Poderia pensar-se que alguém externo (pessoa ou instituição), poderia avaliar os acupunctores portugueses. Quem poderia faze-lo? A OMS? As universidades chinesas? Que universidades chinesas? E os exames seriam semelhantes àqueles que muitas universidades chinesas fazem aos ocidentais? Exames simples e feitos de forma a comprar o ego aos alunos ocidentais?
Poderia pensar-se que a OMS seria um bom ponto de partida. No entanto a OMS tem lá acupunctores portugueses. Falo do Pedro Choy, por exemplo (já sei que é proibido falar deste nome para muitos acupunctores!) que tem interesses pessoais em garantir que esta regulamentação não vá para a frente. Não vamos ser cínicos a pensar que o José Faro, representante da acupunctura na comissão, é uma pessoa interesseira que só pensa no seu umbigo e o Pedro Choy é o santo da acupunctura, salvador da pátria e defensor altruísta dos doentes portugueses. Se os acupunctores portugueses querem democracia tem de saber largar os interesses pessoais e pensar nos interesses colectivos de uma forma transparente e honesta.

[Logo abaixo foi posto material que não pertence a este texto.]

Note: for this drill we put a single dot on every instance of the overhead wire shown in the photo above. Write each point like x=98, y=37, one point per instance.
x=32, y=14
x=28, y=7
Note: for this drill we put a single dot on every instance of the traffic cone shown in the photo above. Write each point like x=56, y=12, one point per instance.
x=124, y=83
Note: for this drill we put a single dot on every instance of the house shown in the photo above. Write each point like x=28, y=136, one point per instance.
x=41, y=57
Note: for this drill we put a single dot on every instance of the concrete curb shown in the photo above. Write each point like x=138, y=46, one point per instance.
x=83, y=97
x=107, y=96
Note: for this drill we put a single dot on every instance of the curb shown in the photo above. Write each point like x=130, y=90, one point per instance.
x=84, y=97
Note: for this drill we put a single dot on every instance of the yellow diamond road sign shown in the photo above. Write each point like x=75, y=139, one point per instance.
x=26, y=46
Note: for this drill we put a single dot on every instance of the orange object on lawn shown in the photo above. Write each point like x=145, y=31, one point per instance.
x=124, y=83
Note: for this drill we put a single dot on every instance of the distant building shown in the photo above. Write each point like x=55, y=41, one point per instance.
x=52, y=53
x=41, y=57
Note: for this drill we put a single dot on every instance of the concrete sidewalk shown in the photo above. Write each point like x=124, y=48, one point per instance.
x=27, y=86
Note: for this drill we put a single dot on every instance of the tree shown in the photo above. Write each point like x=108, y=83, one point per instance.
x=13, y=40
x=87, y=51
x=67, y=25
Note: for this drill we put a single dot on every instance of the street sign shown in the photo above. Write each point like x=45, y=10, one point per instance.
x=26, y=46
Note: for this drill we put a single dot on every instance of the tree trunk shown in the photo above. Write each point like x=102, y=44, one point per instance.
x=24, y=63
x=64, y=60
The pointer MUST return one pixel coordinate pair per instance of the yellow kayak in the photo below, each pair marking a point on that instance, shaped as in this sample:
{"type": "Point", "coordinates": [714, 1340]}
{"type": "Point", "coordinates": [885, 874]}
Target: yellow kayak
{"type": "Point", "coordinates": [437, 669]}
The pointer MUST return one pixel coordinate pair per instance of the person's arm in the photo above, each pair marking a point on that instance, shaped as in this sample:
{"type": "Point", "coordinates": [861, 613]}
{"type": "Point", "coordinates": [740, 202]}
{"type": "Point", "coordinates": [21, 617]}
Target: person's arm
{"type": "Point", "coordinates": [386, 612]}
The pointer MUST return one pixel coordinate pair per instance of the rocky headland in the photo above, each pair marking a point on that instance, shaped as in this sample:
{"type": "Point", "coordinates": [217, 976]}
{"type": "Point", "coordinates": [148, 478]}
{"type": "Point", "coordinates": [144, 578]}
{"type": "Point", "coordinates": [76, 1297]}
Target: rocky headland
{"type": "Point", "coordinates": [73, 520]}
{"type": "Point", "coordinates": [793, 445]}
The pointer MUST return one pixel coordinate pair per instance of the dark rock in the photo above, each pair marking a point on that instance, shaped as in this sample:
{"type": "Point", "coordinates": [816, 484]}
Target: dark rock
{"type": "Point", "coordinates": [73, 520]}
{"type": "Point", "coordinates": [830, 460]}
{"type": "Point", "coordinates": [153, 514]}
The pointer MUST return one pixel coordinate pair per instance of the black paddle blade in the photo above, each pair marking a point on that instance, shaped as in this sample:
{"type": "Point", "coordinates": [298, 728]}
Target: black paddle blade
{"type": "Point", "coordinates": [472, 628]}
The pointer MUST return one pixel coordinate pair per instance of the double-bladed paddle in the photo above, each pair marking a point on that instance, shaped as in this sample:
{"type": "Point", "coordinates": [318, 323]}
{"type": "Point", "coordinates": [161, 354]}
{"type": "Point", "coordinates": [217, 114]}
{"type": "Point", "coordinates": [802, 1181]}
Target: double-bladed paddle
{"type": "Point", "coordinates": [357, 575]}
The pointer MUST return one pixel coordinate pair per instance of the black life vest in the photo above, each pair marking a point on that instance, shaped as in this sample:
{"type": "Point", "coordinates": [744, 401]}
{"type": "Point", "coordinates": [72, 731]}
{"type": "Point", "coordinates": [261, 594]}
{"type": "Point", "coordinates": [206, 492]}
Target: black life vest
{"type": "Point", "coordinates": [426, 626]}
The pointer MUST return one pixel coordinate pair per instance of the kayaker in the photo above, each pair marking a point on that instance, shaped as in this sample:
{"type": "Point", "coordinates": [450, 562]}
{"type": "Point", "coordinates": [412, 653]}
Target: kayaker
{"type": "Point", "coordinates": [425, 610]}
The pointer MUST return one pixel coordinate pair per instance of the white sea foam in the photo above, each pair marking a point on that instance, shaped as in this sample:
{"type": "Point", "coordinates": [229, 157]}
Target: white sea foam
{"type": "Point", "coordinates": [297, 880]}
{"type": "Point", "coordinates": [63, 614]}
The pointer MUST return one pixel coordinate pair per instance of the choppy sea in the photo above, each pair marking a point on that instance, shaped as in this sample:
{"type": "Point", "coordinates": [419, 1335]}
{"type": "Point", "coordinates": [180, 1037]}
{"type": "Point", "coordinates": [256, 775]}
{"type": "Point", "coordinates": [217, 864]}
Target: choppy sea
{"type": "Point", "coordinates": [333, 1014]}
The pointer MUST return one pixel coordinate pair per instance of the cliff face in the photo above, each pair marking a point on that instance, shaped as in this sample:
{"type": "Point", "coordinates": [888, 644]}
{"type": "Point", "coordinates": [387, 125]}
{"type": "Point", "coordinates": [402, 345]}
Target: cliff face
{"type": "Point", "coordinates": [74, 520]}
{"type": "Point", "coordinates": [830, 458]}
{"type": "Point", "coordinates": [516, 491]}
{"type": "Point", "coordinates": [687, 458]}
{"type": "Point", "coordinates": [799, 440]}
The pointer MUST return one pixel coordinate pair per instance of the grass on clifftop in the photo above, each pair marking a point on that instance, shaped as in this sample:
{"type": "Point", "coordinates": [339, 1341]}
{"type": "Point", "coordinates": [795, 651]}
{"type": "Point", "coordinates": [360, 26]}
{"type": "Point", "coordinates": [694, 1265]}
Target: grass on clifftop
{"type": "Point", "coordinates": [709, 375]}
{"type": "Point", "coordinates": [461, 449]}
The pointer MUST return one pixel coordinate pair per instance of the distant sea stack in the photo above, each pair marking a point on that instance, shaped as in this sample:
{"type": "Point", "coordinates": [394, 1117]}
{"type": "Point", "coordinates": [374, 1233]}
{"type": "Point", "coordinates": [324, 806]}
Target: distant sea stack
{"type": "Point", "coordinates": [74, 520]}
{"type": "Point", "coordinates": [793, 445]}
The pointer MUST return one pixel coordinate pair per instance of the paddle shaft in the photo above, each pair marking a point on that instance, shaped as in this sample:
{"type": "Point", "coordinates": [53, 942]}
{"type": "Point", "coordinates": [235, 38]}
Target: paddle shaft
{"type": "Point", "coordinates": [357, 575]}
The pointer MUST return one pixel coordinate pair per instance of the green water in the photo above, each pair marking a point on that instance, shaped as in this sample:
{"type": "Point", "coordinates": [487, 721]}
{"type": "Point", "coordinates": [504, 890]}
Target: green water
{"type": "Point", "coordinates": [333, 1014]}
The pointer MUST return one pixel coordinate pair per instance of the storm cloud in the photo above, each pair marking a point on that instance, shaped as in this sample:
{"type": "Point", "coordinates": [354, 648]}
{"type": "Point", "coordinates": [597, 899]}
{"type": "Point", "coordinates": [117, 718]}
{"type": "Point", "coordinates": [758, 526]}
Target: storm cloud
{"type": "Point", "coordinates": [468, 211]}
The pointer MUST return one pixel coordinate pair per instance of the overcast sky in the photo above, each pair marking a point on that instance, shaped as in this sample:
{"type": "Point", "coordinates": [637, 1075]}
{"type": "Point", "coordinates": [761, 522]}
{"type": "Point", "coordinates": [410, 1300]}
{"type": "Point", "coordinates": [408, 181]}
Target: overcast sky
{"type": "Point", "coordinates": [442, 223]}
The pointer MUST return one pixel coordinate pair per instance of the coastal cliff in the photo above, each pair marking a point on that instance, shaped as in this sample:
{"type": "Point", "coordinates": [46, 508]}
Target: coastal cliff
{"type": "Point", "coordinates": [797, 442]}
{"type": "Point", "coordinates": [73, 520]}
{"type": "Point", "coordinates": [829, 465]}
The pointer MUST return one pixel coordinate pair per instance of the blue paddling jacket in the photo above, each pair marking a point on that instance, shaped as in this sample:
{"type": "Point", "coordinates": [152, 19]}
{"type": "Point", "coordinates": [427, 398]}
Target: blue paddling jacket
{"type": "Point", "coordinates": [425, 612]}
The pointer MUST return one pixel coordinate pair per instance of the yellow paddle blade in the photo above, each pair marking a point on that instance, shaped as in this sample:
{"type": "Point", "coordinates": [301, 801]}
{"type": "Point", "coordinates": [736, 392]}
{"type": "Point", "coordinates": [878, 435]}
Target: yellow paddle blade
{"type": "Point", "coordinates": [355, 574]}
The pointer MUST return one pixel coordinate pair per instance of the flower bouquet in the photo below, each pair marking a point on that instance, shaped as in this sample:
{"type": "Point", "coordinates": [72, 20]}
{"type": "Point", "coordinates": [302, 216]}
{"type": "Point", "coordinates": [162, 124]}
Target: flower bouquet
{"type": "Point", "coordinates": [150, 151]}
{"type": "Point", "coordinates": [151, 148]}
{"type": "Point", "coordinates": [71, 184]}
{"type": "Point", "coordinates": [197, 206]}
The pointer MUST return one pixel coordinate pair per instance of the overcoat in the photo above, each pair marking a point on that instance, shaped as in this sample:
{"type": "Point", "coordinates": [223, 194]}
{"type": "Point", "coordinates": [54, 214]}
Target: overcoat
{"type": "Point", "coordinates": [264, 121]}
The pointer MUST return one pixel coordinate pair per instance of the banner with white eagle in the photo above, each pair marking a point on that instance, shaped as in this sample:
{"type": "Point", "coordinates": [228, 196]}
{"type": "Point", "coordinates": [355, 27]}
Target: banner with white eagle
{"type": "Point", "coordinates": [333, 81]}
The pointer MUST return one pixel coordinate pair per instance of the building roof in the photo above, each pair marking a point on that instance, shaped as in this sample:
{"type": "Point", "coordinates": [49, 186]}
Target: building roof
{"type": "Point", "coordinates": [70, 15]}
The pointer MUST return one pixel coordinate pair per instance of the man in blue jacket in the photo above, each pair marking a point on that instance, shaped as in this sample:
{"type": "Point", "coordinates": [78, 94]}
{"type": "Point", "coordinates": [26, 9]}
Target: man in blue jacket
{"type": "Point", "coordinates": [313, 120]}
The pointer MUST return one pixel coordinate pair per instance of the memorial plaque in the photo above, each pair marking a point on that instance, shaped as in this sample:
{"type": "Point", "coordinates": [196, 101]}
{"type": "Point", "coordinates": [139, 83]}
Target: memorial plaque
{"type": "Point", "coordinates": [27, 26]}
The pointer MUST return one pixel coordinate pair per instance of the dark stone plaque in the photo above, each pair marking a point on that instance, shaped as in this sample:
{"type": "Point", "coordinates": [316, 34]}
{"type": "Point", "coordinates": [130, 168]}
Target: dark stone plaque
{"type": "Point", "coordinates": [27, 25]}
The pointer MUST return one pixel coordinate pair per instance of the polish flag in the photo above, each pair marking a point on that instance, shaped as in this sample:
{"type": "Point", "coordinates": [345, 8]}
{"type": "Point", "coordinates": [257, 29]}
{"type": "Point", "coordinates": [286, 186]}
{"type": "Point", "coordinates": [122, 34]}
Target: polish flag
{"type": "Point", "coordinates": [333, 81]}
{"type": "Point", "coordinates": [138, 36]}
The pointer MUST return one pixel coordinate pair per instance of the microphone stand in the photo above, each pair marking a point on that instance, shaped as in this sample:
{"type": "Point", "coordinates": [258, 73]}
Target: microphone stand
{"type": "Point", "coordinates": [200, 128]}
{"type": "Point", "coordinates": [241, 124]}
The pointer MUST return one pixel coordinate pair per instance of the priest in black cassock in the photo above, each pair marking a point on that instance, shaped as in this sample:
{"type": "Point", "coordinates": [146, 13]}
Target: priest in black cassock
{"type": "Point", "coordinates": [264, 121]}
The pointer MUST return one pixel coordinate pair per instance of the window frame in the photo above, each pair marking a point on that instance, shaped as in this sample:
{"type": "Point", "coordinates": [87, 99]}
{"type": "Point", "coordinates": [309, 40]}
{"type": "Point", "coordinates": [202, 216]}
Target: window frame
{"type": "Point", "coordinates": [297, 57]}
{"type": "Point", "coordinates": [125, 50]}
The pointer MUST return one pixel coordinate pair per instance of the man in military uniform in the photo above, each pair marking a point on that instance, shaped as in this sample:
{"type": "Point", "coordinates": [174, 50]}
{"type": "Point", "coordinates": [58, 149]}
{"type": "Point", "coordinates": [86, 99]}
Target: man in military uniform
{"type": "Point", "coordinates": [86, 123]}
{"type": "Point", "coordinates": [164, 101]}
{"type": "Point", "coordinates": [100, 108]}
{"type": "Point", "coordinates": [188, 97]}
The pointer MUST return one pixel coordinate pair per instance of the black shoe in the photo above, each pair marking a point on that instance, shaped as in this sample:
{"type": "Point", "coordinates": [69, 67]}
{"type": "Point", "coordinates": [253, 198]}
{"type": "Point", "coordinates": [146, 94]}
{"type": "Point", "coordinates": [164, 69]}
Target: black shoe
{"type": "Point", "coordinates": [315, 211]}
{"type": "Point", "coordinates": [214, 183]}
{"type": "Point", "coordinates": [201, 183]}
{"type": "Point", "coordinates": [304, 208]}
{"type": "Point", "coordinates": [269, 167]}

As universidades chinesas também não estão aptas para isto. Não que não tenham competências para o efeito mas porque os portugueses ainda estão muito perdidos nas lutas de interesses. Se for a Universidade de Beijing a fazer os exames, de certeza, que vão existir pessoas a dizerem que os exames foram feitos de forma a beneficiar alunos de instituições ligadas a essa universidade. Se for a universidade de Nanjing (que tem contrato com a OMS para ensinar e divulgar a Medicina Chinesa fora da China) de certeza que outros acupunctores se irão opor. Até porque esta Universidade tem contrato com a ESMTC, escola dirigida pelo actual representante da acupunctura na comissão de regulamentação, José Faro. O problema protuguês é interno, está relacionado com a falta de confiança social, por isso, muito dificilmente será resolvido com intervenções externas.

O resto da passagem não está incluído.